Essas qualidades de dona Belinha, como era chamada, serviram para ajudar a criar os filhos que nasciam um atrás do outro nos primeiros anos do matrimônio. Quando Cristiano e Isabel festejaram oito anos de casados já contavam com seis herdeiros! Eu apareci depois, quase no fim da safra… tanto que, menino de calça curta, fiquei sob os cuidados das irmãs mais velhas, como era o costume nas famílias numerosas.  Minha mãe exerceu grande influência na minha formação.

Mais até do que meu pai, ao contrário das aparências. Cristiano era farmacêutico, professor, poeta, cronista, orador em solenidades oficiais, amigo dos bispos, meteu-se na política cajazeirense, sendo vereador, secretário da prefeitura, chegando a ocupar interinamente a função de prefeito de Cajazeiras. Enfim, era um conhecido homem público. Apesar desse curriculum, vieram de minha mãe e não dele os exemplos que marcaram o menino e o adolescente. Dona Belinha lia muito. Começava um romance ou livro de história ou de memórias de alguma figura importante e só largava quando terminava a última página. Diversas vezes eu a vi lendo à luz de velas, após Sinfrônio Assis desligar o motor a diesel da prefeitura.

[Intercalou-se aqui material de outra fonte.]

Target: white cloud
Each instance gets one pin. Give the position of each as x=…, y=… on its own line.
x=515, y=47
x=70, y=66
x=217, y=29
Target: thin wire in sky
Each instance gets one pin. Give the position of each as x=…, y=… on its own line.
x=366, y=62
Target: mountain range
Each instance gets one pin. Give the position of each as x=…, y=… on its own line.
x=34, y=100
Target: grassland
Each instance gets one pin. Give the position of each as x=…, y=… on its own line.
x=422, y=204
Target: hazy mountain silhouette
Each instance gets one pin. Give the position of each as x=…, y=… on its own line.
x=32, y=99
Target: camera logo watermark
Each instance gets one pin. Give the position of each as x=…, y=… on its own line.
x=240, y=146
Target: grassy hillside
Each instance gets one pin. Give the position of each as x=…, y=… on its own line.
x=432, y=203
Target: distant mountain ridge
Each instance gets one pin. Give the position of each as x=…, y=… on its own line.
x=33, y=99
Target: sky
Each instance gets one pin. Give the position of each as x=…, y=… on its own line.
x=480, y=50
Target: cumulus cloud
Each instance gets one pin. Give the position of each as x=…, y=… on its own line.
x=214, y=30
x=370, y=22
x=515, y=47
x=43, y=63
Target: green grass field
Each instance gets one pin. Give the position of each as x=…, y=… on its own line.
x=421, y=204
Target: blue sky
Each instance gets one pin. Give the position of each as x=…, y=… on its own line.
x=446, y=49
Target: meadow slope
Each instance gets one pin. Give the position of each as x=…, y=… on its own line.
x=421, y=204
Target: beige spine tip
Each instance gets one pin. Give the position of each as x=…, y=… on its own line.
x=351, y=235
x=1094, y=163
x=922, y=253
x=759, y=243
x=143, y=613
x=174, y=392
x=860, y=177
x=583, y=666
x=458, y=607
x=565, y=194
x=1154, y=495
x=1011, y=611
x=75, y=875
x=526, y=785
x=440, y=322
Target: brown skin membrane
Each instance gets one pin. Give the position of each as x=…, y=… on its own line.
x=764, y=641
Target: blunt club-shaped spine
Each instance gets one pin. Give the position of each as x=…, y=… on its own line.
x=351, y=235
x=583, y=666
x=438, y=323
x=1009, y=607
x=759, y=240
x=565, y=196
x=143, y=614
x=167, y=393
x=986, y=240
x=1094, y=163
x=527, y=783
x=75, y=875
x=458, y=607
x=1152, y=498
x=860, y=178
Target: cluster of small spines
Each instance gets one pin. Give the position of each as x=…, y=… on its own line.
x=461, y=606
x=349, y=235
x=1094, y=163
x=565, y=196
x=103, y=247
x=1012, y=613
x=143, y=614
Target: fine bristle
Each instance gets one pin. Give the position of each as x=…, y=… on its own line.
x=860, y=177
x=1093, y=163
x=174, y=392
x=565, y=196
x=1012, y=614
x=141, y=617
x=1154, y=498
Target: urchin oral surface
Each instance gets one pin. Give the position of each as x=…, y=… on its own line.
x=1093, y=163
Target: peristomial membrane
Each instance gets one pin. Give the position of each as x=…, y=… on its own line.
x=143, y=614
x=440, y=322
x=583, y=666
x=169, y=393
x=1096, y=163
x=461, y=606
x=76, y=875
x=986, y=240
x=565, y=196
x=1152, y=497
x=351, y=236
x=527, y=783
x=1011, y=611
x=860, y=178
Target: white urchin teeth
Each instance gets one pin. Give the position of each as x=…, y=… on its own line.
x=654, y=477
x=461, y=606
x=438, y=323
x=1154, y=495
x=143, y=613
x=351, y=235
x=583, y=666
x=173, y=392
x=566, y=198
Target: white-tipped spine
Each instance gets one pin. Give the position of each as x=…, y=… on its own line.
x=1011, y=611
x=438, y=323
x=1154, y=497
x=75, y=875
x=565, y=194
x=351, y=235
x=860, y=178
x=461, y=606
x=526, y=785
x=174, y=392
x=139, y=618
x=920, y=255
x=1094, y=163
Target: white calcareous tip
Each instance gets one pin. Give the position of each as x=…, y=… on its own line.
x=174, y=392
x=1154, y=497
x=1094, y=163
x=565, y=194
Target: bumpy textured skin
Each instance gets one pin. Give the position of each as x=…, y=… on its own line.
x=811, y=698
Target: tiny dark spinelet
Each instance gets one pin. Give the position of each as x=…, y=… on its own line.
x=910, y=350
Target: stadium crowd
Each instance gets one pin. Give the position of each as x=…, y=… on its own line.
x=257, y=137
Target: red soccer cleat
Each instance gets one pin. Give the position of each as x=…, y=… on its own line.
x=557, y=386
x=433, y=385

Cenas assim, retidas na memória até hoje, me davam a sensação de uma supermãe. E era. E a quebra de tabus? Tabus e preconceitos do velho poeta. O rádio, segundo ele, existia por arte do diabo. Ao comprar um receptor na loja de Murilo Bandeira, meu pai impôs uma condição: ninguém poderia ouvir novela. Novela era do mal! Tolice. Logo a ordem foi esquecida. Minha mãe descobriu, salvo engano, a novela “Nas Brumas do Passado”, na Rádio Sociedade da Bahia.

– Ora, Cartaxo, essa novela é baseada no romance O Sertanejo, José de Alencar, que eu já li e não vi nada demais!

Até os vizinhos se chegavam na hora da novela… Isabel rendeu o intelectual. Sem discutir. Com fatos abalava os preconceitos do marido. Para mim foram aulas de vida, que relembro com saudade. Saudade de minha mãe.